# discharge stains underwear yellow??



## lauralora

hey girls 

ive had increased discharge since falling pregnant, its a white milky colour when i wipe with tissue, so today to stop me feeling uncomfortable, i decided to wear a pad so i wouldnt feel wet, when i checked the pad after a few hours it was stained pale yellow, so i wiped but again the discharge was white, why could it be staining yellow?
i dont have any infections apart from mild Bacterial Vaginosis which isnt classed as an infection and doctor said its nothing to worry about.


----------



## Beadette

I wouldn't read to much into this hun. When I have milky discharge that sometimes has a yellowy tinge to it when dried. I'm sure its nothing to worry about but if you feel you need your mind putting at rest then go to your GP xx


----------



## Heidi84

hi Laura,

How many weeks pregnant are you? I am 5 weeks now and i have the same thing. I read a little in some pregnancy books i have home and they say it is normal unless it is green or smth smelly. Don't stress just enjoy this time :)


----------



## ellahstruts

Hi hun,yellow coloured discharge is perfectly normal,mine has ranged from yellow, white and pale green and i am infection free as swabs have shown... i would not agree with the doc regarding BV though? any vaginal infection needs clearing up before it gets worse, especially in pregnancy x


----------



## MrsVenn

Laura, hun, you're panicking again...it's absolutely fine! Nice and normal, your body's just having a 'spring clean' so to speak. 

Mine has been yellow, white, consistency of milk, consistency of jelly and I've even had rusty orange stringy EWCM type stuff too, it's fine honestly. 

As long as nothing stings, itches, smells, you're doing just fine :) :hugs:


----------



## lauralora

MrsVenn said:


> Laura, hun, you're panicking again...it's absolutely fine!
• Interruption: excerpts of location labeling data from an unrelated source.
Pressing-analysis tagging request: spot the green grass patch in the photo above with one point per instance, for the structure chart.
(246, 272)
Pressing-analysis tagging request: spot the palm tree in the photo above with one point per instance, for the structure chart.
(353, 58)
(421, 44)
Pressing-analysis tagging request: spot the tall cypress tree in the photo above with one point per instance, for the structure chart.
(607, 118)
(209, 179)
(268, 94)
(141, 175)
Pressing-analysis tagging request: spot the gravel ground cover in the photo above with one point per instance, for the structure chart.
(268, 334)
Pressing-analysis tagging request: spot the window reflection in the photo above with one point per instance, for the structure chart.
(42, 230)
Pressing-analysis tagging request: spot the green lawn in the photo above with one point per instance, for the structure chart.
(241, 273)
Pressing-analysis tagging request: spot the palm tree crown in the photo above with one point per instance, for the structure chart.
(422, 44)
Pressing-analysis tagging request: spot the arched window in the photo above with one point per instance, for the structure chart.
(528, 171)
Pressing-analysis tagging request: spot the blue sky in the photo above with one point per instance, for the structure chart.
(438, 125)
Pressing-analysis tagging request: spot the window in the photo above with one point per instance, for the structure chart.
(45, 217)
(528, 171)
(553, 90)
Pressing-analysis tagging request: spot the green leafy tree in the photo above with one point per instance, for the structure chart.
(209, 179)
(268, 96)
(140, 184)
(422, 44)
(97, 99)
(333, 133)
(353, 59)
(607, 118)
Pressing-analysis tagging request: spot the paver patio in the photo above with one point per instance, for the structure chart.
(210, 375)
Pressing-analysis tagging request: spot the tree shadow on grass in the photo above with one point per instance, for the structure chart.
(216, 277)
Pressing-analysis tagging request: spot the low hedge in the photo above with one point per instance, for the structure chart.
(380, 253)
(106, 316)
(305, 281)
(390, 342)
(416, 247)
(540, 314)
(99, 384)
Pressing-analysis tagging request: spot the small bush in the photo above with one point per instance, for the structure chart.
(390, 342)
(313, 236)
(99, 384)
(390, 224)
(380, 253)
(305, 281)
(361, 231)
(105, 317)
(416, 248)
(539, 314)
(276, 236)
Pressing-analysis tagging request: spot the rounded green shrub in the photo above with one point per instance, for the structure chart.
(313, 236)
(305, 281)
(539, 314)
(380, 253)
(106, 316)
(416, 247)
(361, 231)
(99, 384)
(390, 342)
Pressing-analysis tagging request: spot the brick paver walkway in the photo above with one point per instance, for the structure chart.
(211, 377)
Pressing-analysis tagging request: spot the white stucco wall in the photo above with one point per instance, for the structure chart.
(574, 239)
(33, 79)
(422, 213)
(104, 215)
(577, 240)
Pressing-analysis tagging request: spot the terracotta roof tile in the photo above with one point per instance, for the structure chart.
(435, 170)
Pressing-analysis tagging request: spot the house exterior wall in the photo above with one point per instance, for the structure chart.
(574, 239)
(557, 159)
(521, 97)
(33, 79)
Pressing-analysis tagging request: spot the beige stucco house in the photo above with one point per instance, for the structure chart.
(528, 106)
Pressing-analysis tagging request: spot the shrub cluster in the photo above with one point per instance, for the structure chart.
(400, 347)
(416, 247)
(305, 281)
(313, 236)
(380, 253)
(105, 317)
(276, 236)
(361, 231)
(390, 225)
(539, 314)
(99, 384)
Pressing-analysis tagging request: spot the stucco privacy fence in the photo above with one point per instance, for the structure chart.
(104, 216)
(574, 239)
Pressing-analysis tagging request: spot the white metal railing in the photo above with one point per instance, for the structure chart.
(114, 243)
Nice and normal, your body's just having a 'spring clean' so to speak.
> 
> Mine has been yellow, white, consistency of milk, consistency of jelly and I've even had rusty orange stringy EWCM type stuff too, it's fine honestly.
> 
> As long as nothing stings, itches, smells, you're doing just fine :) :hugs:



lol ohh god even the people on the internet no how panicky i am :haha: can u imagine me in real life ? haha
thanks for all advice, and to whoever mentioned, i have cream for the Bacterial Vaginosis x


----------



## MrsVenn

lauralora said:


> MrsVenn said:
> 
> 
> Laura, hun, you're panicking again...it's absolutely fine! Nice and normal, your body's just having a 'spring clean' so to speak.
> 
> Mine has been yellow, white, consistency of milk, consistency of jelly and I've even had rusty orange stringy EWCM type stuff too, it's fine honestly.
> 
> As long as nothing stings, itches, smells, you're doing just fine :) :hugs:
> 
> 
> 
> lol ohh god even the people on the internet no how panicky i am :haha: can u imagine me in real life ? haha
> thanks for all advice, and to whoever mentioned, i have cream for the Bacterial Vaginosis xClick to expand...

Lol, don't be silly! We're all in the same boat! I had a scare last week and have been told by everyone, if you're not bleeding bright red blood, it's all ok. My midwife even said to me that I'll be saying "what the hell is that?!" a lot over the next 7 months, lol! 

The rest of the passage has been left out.